過酷なこの2ヶ月で疲労が蓄積しもう限界。本日は代休を取得し、家の雑事を片付けた。

夜はオケの練習に久しぶりに参加するために会場の文化センターへ車を飛ばす。が、契約しているホール近くの月極駐車場に見知らぬ車が無断駐車している。ホールの駐車場も満車状態でやむなく遠くの知人宅に留めさせてもらう。せっかく休みを取ったのに練習に遅刻してしまった。

小ホールのステージにようやく滑り込んだのが「オベロン」序曲の最後の部分。D音の刻みの4小節しか参加できなかった。続いて「タンホイザー」序曲。

横島先生のワーグナーはかなり遅めの巨匠のテンポ。重厚壮大なワーグナーを目指しているようだ。オケにさらなる音量を要求。冒頭の巡礼の合唱ももっと深い音を意図しているようだが、オケにはまだまだ余裕がない様子。

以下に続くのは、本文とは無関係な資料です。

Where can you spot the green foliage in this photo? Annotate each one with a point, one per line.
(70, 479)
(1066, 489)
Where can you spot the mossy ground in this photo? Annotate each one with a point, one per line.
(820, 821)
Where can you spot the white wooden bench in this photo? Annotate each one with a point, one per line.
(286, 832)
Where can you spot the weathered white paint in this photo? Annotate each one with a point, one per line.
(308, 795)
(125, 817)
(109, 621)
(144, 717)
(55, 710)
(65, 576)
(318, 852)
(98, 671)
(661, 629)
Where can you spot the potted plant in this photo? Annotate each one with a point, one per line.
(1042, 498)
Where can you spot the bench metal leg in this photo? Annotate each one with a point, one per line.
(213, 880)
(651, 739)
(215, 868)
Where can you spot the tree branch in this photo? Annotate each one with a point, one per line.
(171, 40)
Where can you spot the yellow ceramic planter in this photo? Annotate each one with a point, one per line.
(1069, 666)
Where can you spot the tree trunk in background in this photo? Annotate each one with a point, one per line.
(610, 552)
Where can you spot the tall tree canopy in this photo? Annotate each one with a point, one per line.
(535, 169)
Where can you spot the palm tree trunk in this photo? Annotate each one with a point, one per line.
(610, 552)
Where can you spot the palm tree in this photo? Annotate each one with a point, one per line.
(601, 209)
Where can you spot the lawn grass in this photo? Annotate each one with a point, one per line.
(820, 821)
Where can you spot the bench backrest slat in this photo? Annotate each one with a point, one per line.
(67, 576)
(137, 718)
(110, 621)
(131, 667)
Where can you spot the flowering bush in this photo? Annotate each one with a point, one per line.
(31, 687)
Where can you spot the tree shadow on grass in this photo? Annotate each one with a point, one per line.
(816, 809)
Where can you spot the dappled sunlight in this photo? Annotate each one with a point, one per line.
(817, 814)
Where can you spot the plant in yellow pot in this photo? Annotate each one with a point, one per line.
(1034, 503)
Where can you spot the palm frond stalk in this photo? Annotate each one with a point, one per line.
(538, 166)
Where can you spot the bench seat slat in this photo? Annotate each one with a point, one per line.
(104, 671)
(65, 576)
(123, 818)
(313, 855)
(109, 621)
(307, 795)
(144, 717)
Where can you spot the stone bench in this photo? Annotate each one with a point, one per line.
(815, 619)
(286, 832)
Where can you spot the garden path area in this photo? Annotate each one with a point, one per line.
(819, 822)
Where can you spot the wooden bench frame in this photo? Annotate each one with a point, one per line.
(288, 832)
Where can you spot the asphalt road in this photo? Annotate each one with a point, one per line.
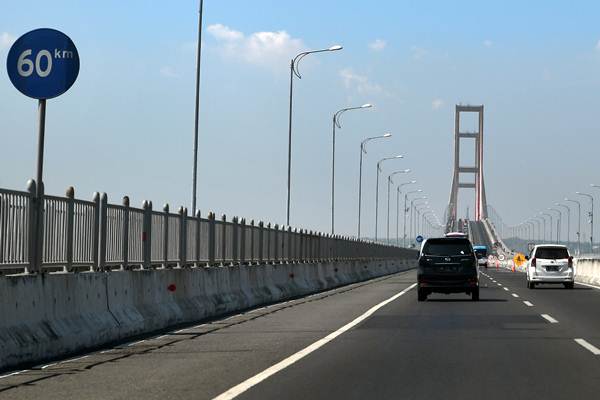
(445, 348)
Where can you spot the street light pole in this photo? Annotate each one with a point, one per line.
(398, 191)
(578, 224)
(404, 171)
(377, 190)
(336, 123)
(363, 150)
(591, 214)
(295, 71)
(558, 223)
(197, 110)
(568, 221)
(406, 211)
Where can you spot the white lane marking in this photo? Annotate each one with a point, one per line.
(74, 359)
(595, 351)
(256, 379)
(12, 374)
(134, 343)
(588, 285)
(549, 318)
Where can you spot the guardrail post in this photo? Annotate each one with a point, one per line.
(290, 238)
(269, 244)
(243, 241)
(96, 231)
(211, 238)
(147, 234)
(223, 238)
(166, 235)
(198, 236)
(102, 232)
(276, 243)
(234, 239)
(182, 236)
(261, 238)
(125, 255)
(32, 227)
(252, 241)
(70, 194)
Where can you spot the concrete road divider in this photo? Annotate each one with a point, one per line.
(46, 316)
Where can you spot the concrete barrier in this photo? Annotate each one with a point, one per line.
(48, 316)
(587, 270)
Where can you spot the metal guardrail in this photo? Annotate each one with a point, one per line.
(78, 235)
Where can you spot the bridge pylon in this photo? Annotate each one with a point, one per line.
(460, 170)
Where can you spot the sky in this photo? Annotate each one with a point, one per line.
(126, 126)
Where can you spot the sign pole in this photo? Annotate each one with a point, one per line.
(41, 132)
(39, 201)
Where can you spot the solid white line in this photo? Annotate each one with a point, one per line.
(595, 351)
(12, 374)
(256, 379)
(587, 284)
(134, 343)
(74, 359)
(549, 319)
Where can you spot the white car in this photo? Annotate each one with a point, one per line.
(550, 263)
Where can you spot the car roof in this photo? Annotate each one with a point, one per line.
(550, 245)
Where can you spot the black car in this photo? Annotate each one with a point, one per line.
(447, 265)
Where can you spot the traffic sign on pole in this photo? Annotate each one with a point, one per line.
(42, 64)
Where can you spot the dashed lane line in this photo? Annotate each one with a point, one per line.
(585, 344)
(549, 319)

P1010351 今日はマーラーよりも一歳年上のカール・ムックの「タンホイザー」序曲を聴いた。NAXOSから出ている復刻CDで1928年の録音。オケはベルリン国立歌劇場管というもの。

ハンス・リヒターやジークフリート・ワーグナーとともに20世紀初頭のバイロイト音楽祭を支え、ハンブルクで実演に接した近衛秀麿が「僕はこれほどまでに恐ろしい魅力を持った指揮者を知らない」とまで言わせた大指揮者ムックのワーグナー。

通常14分台で演奏されることの多い「タンホイザー」序曲を、16分かけて演奏している。今日の横島先生のテンポも非常に近かった。

このテンポでも停滞感を全く感じさせないのが見事。厳しさの中に気品溢れる素晴らしいワーグナーだ。巡礼の合唱に続くチェロとヴィオラの「悔悟の動機」がこれほどまでに感動的に響く演奏を私は聴いたことがない。今から80年前の録音だが音は驚異的に良い。